Incremental rollouts with GitLab CI/CD

DETAILS: Tier: Free, Premium, Ultimate Offering: GitLab.com, Self-managed, GitLab Dedicated

When rolling out changes to your application, it is possible to release production changes to only a portion of your Kubernetes pods as a risk mitigation strategy. By releasing production changes gradually, error rates or performance degradation can be monitored, and if there are no problems, all pods can be updated.

GitLab supports both manually triggered and timed rollouts to a Kubernetes production system using Incremental Rollouts. When using Manual Rollouts, the release of each tranche of pods is manually triggered, while in Timed Rollouts, the release is performed in tranches after a default pause of 5 minutes. Timed rollouts can also be manually triggered before the pause period has expired.

Manual and Timed rollouts are included automatically in projects controlled by Auto DevOps, but they are also configurable through GitLab CI/CD in the .gitlab-ci.yml configuration file.

Manually triggered rollouts can be implemented with Continuous Delivery, while timed rollouts do not require intervention and can be part of your Continuous Deployment strategy. You can also combine both of them in a way that the app is deployed automatically unless you eventually intervene manually if necessary.

We created sample applications to demonstrate the three options, which you can use as examples to build your own:

Manual Rollouts

It is possible to configure GitLab to do incremental rollouts manually through .gitlab-ci.yml. Manual configuration allows more control over the this feature. The steps in an incremental rollout depend on the number of pods that are defined for the deployment, which are configured when the Kubernetes cluster is created.

For example, if your application has 10 pods and a 10% rollout job runs, the new instance of the application is deployed to a single pod while the rest of the pods show the previous instance of the application.

First we define the template as manual:

.manual_rollout_template: &manual_rollout_template
  <<: *rollout_template
  stage: production
  when: manual

Then we define the rollout amount for each step:

rollout 10%:
  <<: *manual_rollout_template
  variables:
    ROLLOUT_PERCENTAGE: 10

When the jobs are built, a play button appears next to the job's name. Select play to release each stage of pods. You can also rollback by running a lower percentage job. Once 100% is reached, you cannot roll back using this method. It is still possible to roll back by redeploying the old version using the Rollback button on the environment page.

A deployable application is available, demonstrating manually triggered incremental rollouts.

Timed Rollouts

Timed rollouts behave in the same way as manual rollouts, except that each job is defined with a delay in minutes before it deploys. Selecting the job reveals the countdown.

It is possible to combine this functionality with manual incremental rollouts so that the job counts down and then deploys.

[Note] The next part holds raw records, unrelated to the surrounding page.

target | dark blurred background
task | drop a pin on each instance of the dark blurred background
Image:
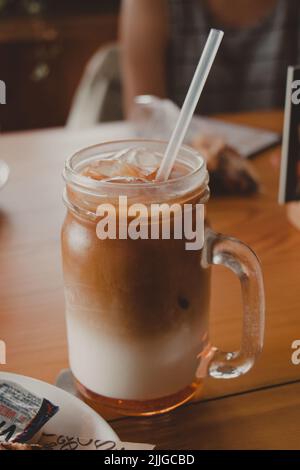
(44, 46)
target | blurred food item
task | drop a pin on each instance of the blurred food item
(229, 172)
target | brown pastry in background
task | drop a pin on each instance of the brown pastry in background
(229, 172)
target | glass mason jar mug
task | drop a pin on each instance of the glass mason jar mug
(137, 310)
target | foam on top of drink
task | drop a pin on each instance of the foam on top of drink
(131, 165)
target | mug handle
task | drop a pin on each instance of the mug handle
(239, 258)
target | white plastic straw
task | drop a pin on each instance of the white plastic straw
(206, 61)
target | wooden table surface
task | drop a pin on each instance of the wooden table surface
(259, 410)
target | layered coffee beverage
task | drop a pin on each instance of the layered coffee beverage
(136, 309)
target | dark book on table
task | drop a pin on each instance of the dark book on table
(289, 189)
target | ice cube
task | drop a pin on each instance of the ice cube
(136, 163)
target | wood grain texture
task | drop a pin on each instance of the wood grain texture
(264, 420)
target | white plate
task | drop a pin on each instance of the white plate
(4, 173)
(74, 417)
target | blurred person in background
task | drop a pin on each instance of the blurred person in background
(162, 41)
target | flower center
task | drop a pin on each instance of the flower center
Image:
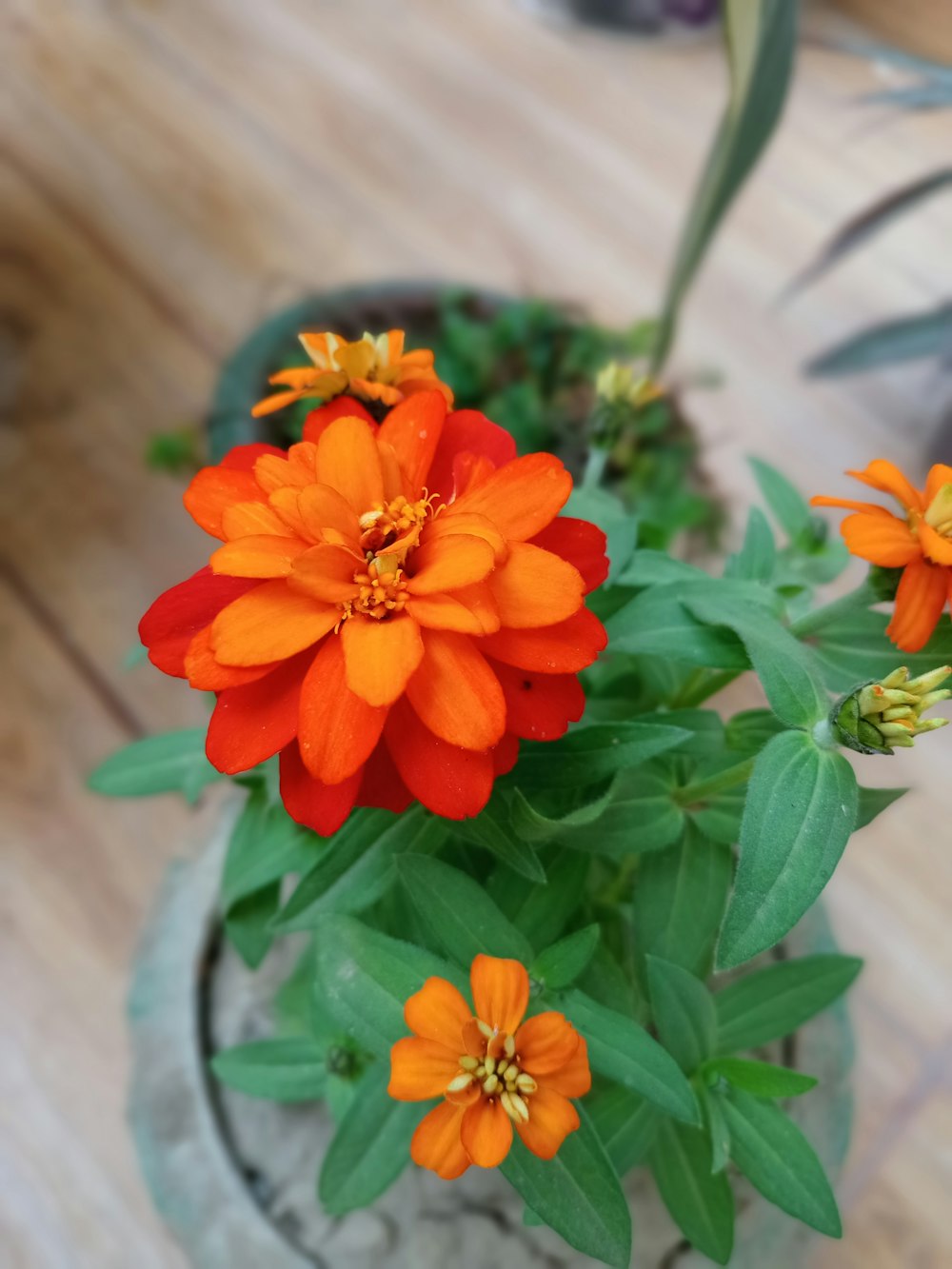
(497, 1075)
(383, 589)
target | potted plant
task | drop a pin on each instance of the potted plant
(505, 894)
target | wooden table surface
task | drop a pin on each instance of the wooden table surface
(171, 171)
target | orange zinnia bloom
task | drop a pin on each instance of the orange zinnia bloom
(920, 542)
(491, 1069)
(392, 606)
(372, 368)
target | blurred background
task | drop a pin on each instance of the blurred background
(173, 171)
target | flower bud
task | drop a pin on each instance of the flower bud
(879, 717)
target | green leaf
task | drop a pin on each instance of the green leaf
(494, 830)
(680, 899)
(562, 964)
(757, 557)
(761, 1079)
(890, 343)
(701, 1203)
(716, 1126)
(590, 754)
(779, 1161)
(625, 1122)
(577, 1193)
(613, 518)
(762, 37)
(460, 911)
(788, 506)
(855, 648)
(170, 763)
(800, 812)
(684, 1012)
(371, 1147)
(626, 1054)
(874, 803)
(772, 1002)
(265, 846)
(784, 666)
(365, 979)
(357, 865)
(291, 1069)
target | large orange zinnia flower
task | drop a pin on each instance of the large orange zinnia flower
(391, 609)
(920, 542)
(375, 368)
(491, 1069)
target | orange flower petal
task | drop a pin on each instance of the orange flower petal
(574, 1079)
(421, 1069)
(935, 545)
(470, 523)
(269, 624)
(452, 782)
(348, 461)
(258, 556)
(536, 587)
(565, 647)
(438, 1012)
(471, 610)
(208, 675)
(437, 1145)
(337, 730)
(501, 991)
(546, 1043)
(921, 598)
(449, 563)
(246, 519)
(381, 656)
(940, 475)
(551, 1119)
(889, 479)
(522, 498)
(456, 693)
(486, 1132)
(327, 572)
(413, 430)
(883, 540)
(215, 488)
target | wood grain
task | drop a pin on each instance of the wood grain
(170, 171)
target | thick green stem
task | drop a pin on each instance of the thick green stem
(703, 791)
(810, 624)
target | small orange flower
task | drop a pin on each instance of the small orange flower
(491, 1069)
(375, 368)
(920, 542)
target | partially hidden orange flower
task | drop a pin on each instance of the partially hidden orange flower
(391, 609)
(373, 368)
(920, 542)
(493, 1071)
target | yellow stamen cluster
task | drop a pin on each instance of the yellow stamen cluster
(883, 716)
(383, 589)
(497, 1077)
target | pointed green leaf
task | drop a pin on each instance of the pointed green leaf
(779, 1161)
(626, 1054)
(562, 964)
(684, 1012)
(291, 1069)
(769, 1004)
(371, 1147)
(460, 911)
(800, 812)
(577, 1193)
(701, 1203)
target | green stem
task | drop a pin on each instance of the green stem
(810, 624)
(701, 791)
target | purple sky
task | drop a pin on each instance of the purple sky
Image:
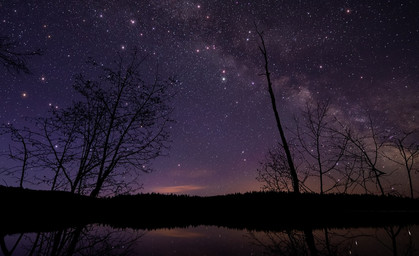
(363, 55)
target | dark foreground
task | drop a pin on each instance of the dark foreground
(29, 210)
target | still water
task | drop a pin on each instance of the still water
(212, 240)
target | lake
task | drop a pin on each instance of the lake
(96, 239)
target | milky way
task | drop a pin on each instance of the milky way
(362, 55)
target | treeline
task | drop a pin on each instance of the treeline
(28, 210)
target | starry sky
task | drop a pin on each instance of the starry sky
(362, 55)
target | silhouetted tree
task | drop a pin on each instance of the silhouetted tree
(284, 142)
(274, 172)
(20, 153)
(14, 60)
(365, 148)
(118, 124)
(323, 148)
(408, 150)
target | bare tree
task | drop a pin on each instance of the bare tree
(365, 149)
(273, 172)
(292, 169)
(13, 60)
(108, 137)
(408, 154)
(323, 148)
(19, 153)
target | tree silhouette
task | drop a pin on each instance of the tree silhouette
(366, 148)
(323, 148)
(408, 154)
(292, 169)
(106, 138)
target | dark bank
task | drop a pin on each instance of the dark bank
(31, 210)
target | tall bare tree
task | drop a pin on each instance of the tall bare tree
(292, 169)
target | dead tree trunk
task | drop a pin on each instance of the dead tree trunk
(293, 171)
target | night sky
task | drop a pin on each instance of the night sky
(362, 55)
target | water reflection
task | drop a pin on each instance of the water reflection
(212, 240)
(85, 240)
(392, 240)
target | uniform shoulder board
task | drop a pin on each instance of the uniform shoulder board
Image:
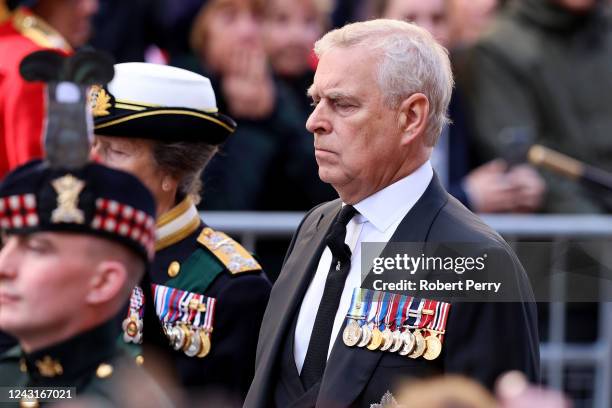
(231, 254)
(38, 31)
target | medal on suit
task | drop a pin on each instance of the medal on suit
(389, 316)
(187, 319)
(399, 319)
(381, 304)
(352, 332)
(436, 331)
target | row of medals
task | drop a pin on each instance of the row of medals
(193, 342)
(406, 343)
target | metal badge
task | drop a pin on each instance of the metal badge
(68, 189)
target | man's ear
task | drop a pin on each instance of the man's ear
(413, 113)
(108, 282)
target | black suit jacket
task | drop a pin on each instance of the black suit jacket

First we define the template as timed:

.timed_rollout_template: &timed_rollout_template
  <<: *rollout_template
  when: delayed
  start_in: 1 minutes

We can define the delay period using the start_in key:

start_in: 1 minutes

Then we define the rollout amount for each step:

timed rollout 30%:
  <<: *timed_rollout_template
  stage: timed rollout 30%
  variables:
    ROLLOUT_PERCENTAGE: 30

A deployable application is available, demonstrating configuration of timed rollouts.

Blue-Green Deployment

NOTE: As of GitLab 13.7, teams can leverage an Ingress annotation and set traffic weight as an alternative approach to the blue-green deployment strategy documented here.

Also sometimes known as A/B deployment or red-black deployment, this technique is used to reduce downtime and risk during a deployment. When combined with incremental rollouts, you can minimize the impact of a deployment causing an issue.

With this technique there are two deployments ("blue" and "green", but any naming can be used). Only one of these deployments is live at any given time, except during an incremental rollout.

For example, your blue deployment can be currently active on production, while the green deployment is "live" for testing, but not deployed to production. If issues are found, the green deployment can be updated without affecting the production deployment (currently blue). If testing finds no issues, you switch production to the green deployment, and blue is now available to test the next release.

This process reduces downtime as there is no need to take down the production deployment to switch to a different deployment. Both deployments are running in parallel, and can be switched to at any time.

An example deployable application is available, with a .gitlab-ci.yml CI/CD configuration file that demonstrates blue-green deployments.